At $0.02/1M tokens, embedding a 100K-document corpus costs ~$0.30. Use text-embedding-3-large only when benchmarks show a meaningful quality improvement for your specific task.

Sentence Transformers (local / open-source)¶

Sentence Transformers run locally — no API call, no cost per token, no data leaving your infrastructure.

from sentence_transformers import SentenceTransformer
import numpy as np

# Downloads model on first use, cached afterward
model = SentenceTransformer("all-MiniLM-L6-v2")  # 80MB, 384-dim

texts = [
    "The quick brown fox jumps over the lazy dog",
    "A fast auburn fox leaps above a sleepy canine",
    "The stock market crashed yesterday",
    "Python is a programming language"
]

# Encode returns numpy array by default
embeddings = model.encode(texts, show_progress_bar=False)
print(f"Shape: {embeddings.shape}")  # (4, 384)

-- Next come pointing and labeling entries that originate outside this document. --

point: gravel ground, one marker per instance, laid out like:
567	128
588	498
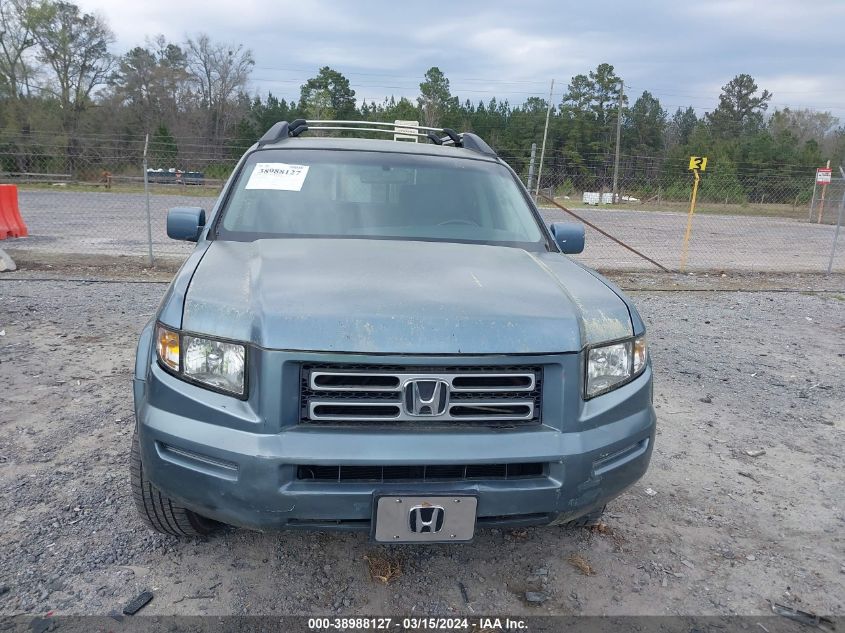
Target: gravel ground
709	530
115	223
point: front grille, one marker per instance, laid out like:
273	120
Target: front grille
361	394
438	472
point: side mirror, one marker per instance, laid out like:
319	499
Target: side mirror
185	223
569	236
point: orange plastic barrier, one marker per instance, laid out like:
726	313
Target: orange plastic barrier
11	222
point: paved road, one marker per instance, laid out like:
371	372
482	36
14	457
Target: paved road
115	223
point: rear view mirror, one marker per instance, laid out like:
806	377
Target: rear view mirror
569	236
185	223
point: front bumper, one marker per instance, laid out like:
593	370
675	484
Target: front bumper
221	457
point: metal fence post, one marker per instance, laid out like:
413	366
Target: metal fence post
812	203
147	197
838	223
531	166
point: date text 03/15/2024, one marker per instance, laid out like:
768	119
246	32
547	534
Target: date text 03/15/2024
416	624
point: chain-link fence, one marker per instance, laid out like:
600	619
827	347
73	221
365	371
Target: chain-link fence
776	231
94	203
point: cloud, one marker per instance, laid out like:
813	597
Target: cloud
681	52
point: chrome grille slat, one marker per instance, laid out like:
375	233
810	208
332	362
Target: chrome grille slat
403	378
376	394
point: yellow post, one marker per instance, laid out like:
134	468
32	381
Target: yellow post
689	220
821	203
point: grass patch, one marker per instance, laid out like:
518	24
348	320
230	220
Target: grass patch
196	191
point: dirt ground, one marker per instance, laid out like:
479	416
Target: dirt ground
711	529
115	224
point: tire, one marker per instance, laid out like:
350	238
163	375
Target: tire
158	510
588	520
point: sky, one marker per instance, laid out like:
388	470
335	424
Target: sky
682	52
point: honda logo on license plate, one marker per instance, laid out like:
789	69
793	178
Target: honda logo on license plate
426	519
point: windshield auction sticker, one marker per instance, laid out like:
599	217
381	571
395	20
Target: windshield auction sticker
278	176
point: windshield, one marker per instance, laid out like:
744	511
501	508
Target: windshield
360	194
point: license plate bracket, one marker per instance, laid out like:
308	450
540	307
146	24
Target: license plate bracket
438	518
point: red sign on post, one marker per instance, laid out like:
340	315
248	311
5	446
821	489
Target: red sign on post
823	175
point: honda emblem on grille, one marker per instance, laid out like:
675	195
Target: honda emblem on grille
426	519
426	397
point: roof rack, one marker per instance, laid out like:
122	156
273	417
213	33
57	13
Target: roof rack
439	136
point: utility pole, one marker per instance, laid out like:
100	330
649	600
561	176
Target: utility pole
531	166
618	141
147	197
545	134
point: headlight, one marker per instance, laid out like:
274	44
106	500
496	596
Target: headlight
611	366
216	364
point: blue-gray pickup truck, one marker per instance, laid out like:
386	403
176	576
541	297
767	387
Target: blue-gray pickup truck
384	335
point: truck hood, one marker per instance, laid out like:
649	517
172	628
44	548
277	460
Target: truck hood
399	297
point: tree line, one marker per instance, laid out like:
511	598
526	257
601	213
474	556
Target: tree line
68	102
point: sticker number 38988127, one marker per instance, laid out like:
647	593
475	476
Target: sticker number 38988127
278	176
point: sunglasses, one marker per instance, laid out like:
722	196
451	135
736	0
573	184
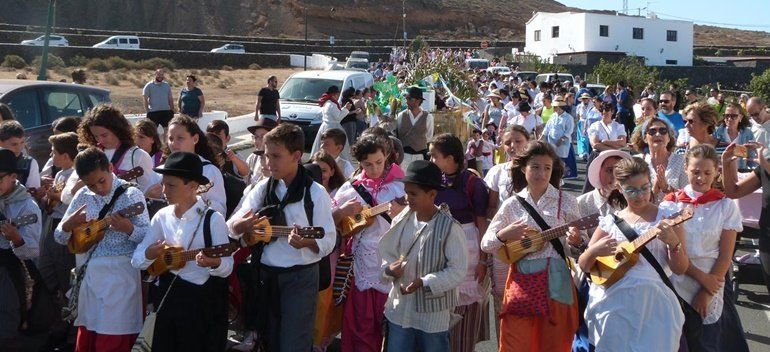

# Compute similarity matrix
from sentence_transformers.util import cos_sim
similarity_matrix = cos_sim(embeddings, embeddings)
print(f"Fox sentences similarity: {similarity_matrix[0][1].item():.3f}")  # ~0.85
print(f"Fox vs. market similarity: {similarity_matrix[0][2].item():.3f}")  # ~0.25

Top open-source models by use case¶

from sentence_transformers import SentenceTransformer

MODEL_CATALOG = {
    # General purpose
    "all-MiniLM-L6-v2":        {"dims": 384, "speed": "fast", "quality": "good"},
    "all-mpnet-base-v2":       {"dims": 768, "speed": "medium", "quality": "better"},

    # Asymmetric retrieval (query vs. passage are different)
    "multi-qa-MiniLM-L6-cos-v1": {"dims": 384, "speed": "fast", "quality": "good for search"},

    # Multilingual
    "paraphrase-multilingual-MiniLM-L12-v2": {"dims": 384, "speed": "medium", "quality": "50+ languages"},

    # Code (very useful for RAG over codebases)
    "flax-sentence-embeddings/st-codesearch-distilroberta-base": {"dims": 768, "speed": "medium", "quality": "code search"},
}

def compare_models(query: str, candidates: list[str], model_names: list[str]) -> None:
    for model_name in model_names:
        model = SentenceTransformer(model_name)
        query_emb = model.encode([query])
        cand_embs = model.encode(candidates)

        from sentence_transformers.util import cos_sim
        scores = cos_sim(query_emb, cand_embs)[0]

        print(f"\n{model_name}:")
        for text, score in sorted(zip(candidates, scores.tolist()), key=lambda x: -x[1]):
            print(f"  {score:.3f}  {text}")

# compare_models(
#     query="machine learning model deployment",
#     candidates=["MLOps best practices", "Baking bread at home", "Docker for ML models", "PyTorch training loops"],
#     model_names=["all-MiniLM-L6-v2", "all-mpnet-base-v2"]
# )

MTEB — evaluating embedding models¶

The Massive Text Embedding Benchmark (MTEB) evaluates models across 8 task types: retrieval, classification, clustering, reranking, STS, summarization, bitext mining, and pair classification.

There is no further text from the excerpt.